A questionnaire was emailed to the Directorate of Mines & Geology, asking, amongst other queries, as to the reasons behind submitting that Vedanta Group was not the erstwhile lessee of Bicholim while the company itself acknowledged that the block earlier belonged to its subsidiary company, Sesa Goa. No responses had been received at the time that this article was published. This article will be updated as and when we receive any response.

Prior to Goa’s independence from colonial rule in 1961, the Portuguese government had awarded mining rights of mineral blocks through instruments called “concessions” for perpetuity without any finite mining lease period. The Congress government under former Prime Minister Rajiv Gandhi enacted a law in 1987 which abolished the “concessions” but declared those same concessions as “leases”.

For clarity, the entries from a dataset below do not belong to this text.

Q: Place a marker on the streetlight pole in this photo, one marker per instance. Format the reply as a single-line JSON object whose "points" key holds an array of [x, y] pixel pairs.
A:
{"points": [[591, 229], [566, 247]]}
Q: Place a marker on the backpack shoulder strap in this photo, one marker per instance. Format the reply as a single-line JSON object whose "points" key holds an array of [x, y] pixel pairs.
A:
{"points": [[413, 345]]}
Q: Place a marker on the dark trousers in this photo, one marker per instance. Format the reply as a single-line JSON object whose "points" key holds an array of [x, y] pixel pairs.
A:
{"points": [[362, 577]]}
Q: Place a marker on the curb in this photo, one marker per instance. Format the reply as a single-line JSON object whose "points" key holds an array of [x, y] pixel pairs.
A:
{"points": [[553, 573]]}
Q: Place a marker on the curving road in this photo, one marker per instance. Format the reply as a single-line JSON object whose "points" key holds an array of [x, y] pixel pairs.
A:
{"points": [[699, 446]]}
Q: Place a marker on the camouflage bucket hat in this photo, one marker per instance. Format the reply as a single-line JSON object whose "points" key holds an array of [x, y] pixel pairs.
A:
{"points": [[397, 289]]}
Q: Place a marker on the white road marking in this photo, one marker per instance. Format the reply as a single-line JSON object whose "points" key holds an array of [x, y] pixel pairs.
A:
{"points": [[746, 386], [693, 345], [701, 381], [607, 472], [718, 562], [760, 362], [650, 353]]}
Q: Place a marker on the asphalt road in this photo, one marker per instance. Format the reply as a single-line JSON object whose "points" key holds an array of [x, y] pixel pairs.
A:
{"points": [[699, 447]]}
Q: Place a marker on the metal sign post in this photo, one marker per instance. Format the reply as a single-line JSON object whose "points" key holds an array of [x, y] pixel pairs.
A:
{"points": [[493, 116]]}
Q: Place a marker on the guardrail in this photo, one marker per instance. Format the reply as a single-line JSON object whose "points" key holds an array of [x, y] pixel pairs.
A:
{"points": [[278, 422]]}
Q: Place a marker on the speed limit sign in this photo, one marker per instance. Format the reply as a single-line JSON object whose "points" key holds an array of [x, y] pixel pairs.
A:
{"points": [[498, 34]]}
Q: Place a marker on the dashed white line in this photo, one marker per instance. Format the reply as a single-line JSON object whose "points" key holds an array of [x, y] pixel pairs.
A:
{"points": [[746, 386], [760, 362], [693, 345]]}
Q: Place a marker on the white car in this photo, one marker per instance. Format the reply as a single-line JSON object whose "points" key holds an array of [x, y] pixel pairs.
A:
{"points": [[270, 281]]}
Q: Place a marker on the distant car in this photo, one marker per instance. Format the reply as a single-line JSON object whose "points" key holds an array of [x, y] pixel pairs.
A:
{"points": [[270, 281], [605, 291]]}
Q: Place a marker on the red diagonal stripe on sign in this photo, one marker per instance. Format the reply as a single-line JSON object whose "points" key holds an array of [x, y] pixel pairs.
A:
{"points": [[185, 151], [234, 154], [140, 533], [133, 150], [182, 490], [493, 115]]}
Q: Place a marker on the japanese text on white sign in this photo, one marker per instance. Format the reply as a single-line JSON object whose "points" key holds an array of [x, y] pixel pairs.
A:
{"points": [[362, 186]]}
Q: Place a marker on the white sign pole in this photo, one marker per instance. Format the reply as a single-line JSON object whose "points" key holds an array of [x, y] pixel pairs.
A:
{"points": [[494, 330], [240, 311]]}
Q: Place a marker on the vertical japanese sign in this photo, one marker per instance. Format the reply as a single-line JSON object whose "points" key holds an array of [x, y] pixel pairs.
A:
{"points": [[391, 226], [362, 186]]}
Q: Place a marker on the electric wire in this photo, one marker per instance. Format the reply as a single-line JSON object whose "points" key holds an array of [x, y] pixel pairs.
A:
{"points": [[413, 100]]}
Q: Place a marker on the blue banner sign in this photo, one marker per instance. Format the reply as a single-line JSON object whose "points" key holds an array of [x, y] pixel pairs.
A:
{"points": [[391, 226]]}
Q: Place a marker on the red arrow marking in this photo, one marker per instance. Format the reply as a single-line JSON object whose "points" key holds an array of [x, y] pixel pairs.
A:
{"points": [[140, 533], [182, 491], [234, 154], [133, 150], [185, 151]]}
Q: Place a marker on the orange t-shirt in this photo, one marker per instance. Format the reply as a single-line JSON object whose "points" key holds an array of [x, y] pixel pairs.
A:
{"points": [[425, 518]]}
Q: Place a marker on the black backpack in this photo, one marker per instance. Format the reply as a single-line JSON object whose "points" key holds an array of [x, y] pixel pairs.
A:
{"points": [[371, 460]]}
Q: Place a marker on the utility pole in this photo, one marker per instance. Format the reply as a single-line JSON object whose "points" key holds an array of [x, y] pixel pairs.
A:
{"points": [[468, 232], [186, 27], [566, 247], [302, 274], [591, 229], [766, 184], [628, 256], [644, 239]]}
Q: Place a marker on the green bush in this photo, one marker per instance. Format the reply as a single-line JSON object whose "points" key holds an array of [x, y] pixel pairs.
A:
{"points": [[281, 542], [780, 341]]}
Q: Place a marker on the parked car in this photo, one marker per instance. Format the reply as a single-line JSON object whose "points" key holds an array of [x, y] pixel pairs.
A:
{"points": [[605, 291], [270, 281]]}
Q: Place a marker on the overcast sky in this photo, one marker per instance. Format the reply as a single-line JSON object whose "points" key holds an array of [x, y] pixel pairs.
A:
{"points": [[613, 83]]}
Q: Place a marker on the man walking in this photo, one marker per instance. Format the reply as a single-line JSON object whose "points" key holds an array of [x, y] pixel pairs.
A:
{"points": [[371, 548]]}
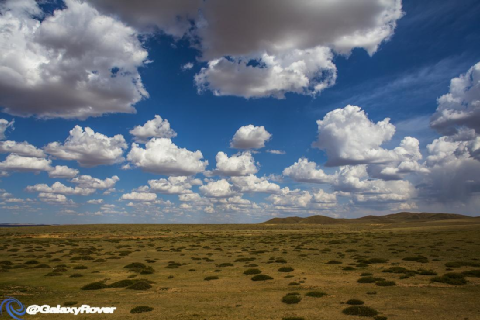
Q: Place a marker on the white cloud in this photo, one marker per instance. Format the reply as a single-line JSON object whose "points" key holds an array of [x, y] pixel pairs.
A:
{"points": [[62, 172], [139, 196], [187, 66], [349, 137], [252, 183], [291, 45], [75, 63], [89, 148], [250, 137], [21, 148], [155, 128], [95, 201], [461, 106], [276, 151], [307, 171], [15, 162], [60, 188], [300, 71], [54, 198], [217, 189], [86, 181], [237, 165], [4, 125], [174, 185], [162, 156]]}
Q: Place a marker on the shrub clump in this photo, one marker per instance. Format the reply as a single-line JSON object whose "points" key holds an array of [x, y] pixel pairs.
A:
{"points": [[140, 285], [355, 302], [95, 286], [261, 277], [361, 311], [315, 294], [452, 278], [141, 309], [249, 272], [292, 298]]}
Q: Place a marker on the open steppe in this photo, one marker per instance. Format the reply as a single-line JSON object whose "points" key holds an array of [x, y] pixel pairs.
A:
{"points": [[402, 269]]}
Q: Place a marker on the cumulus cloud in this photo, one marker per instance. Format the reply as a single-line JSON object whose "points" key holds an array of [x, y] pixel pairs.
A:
{"points": [[217, 189], [276, 151], [4, 125], [349, 137], [86, 181], [139, 196], [250, 137], [62, 172], [162, 156], [292, 49], [14, 162], [89, 148], [60, 188], [75, 63], [174, 185], [252, 183], [299, 71], [21, 148], [237, 165], [307, 171], [155, 128], [461, 106], [54, 198]]}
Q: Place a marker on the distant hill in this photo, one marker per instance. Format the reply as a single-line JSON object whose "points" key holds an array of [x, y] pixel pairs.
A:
{"points": [[389, 218]]}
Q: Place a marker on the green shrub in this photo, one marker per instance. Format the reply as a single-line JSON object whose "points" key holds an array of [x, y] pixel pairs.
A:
{"points": [[249, 272], [291, 298], [361, 311], [452, 278], [141, 309], [355, 302], [140, 285], [472, 273], [384, 283], [315, 294], [95, 286], [285, 269], [261, 277], [420, 259]]}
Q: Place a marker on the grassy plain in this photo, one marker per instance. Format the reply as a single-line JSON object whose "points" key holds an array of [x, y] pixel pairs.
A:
{"points": [[197, 271]]}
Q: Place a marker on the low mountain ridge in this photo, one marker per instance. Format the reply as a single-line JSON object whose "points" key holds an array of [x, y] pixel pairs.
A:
{"points": [[389, 218]]}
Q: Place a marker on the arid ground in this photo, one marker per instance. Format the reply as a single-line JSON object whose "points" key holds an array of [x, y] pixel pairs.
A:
{"points": [[404, 270]]}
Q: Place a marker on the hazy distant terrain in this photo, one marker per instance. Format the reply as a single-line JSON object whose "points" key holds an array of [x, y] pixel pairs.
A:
{"points": [[400, 266]]}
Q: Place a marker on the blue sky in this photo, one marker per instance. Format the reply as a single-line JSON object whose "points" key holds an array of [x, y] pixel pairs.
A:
{"points": [[257, 87]]}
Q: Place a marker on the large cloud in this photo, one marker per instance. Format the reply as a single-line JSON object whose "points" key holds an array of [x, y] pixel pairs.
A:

The Supreme Court of India issued a landmark judgment in April 2014, based on a petition filed by Goa Foundation, saying that all mining activities in operation in Goa after the year 2007 were to be deemed illegal. However, instead of issuing new leases through a transparent system of auction, the state government renewed 88 of the existing leases following the apex court verdict. But, in February 2018, the Supreme Court nullified the Goa government’s decision to renew those 88 leases, including Vedanta Group’s Bicholim, which was then under the name of a particular lease number, project.

After being re-elected to power in March 2022, Pramod Sawant’s government floated a tender to auction four Goa iron ore blocks in which Vedanta won the Bicholim block. The tenders floated in September 2022 were the first instance that mineral blocks were “auctioned” in the coastal state. Nonetheless, the auction took place without the Goa government implementing a policy for the grant of mining leases, which was criticized in many circles.

A questionnaire was emailed to the Vedanta Group, asking, amongst other queries, why the company chose to indicate the Goa iron ore mine as a greenfield project while carrying out the EIA. No response had been received at the time that this article was published. The article will be updated as and when we receive any response from the company.